Testing and verification

Writing extensive unit tests is advisable. A thorough test suite is important to creating high-quality software. Check for common security issues that a smart contract developer will help you rectify:

  • Review your contracts using Slither which has 40+ built-in tools to detect common vulnerabilities. Run it on all check-ins with new code and make sure it gets a clean report (or use triage mode for silencing specific issues). 
  • Review your contracts using Crytic which can check for 50 issues that Slither can not. Crytic helps developers stay on top of each other as well, by quickly surfacing security issues in Pull Requests on GitHub.

Solidity

Favour Solidity 0.5 over 0.4 and 0.6. In our view, Solidity 0.5 is more secure and has better built-in practices when compared to the other two. Solidity 0.6 has been considered very unstable for production and requires time to mature. Utilize a stable release to compile, and the latest release to check for warnings. Ensure your code does not have reported issues with the latest compiler version. 

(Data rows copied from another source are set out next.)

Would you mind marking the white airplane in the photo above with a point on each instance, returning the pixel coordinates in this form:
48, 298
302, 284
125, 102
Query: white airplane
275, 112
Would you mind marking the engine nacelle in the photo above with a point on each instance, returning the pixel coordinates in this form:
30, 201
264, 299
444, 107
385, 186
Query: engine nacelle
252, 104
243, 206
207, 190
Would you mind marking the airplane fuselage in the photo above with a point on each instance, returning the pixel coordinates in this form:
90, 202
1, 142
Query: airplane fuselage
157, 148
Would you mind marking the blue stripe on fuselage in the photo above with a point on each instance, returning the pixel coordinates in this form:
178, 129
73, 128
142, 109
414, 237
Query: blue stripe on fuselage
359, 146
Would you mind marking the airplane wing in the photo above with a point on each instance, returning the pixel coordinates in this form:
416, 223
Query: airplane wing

Anyway, Solidity owns a fast release cycle and a history of compiler bugs, therefore the latest version is not recommended for deployment. Avoid using inline assembly since it requires EVM expertise. Don’t write EVM code when you haven’t mastered the yellow paper yet.

Consider special features of your contract

  • Is your smart contract upgradeable? Check your upgradeability code for flaws using slither-check-upgradeability or Crytic. 
  • Does your contract seem to conform to ERCs? Review them with the slither-check-erc tool which will identify deviations from 6 common specifications in an instant.
  • Do you have any unit test in Truffle? Enhance them with slither-prop. This will automatically generate a wide range of security properties for features of ERC20 based on your particular code.
  • Do you integrate with third-party tokens? Check Ethereum’s token integration checklist before you reply to external contracts.

Document important security properties and utilize automated test generators for evaluating them

  • Documenting security properties for your code is tough at first, but it’s the top significant activity to achieve a great result.
  • Write customer checks and properties using Slither’s Python API, Echidna, and Manticore.
  • Run property tests all commits using Crytic which is capable of consuming and evaluating security property tests so every member of the team will know that they pass on GitHub. Failing tests will block commits.

Deployment Guidelines

Once you have developed and deployed the smart contract, ensure:

  • Monitoring your contract, watching the logs, and being ready to react in the event of a contract or wallet compromise.
  • Adding your contact information to blockchain-security contacts; third parties will contact you in case any security flaw is found.
  • Securing the wallets of privileged users. Follow these best practices if you store keys in hardware wallets.
  • Having a response to the incident plan. Think that your smart contract may be compromised. Even if your contract doesn’t contain any bugs, attackers will take control of the contract owner’s keys.

Final Thoughts

Finally, be mindful of issues that cannot be easily found by automated tools:

  • Lack of privacy: everyone else can view your transactions while they are queued in the pool
  • Front running transactions
  • Cryptographic operations
  • Risky interactions with external Defi components

Follow the aforementioned high-level recommendations from leading organizations to build more secure smart contracts.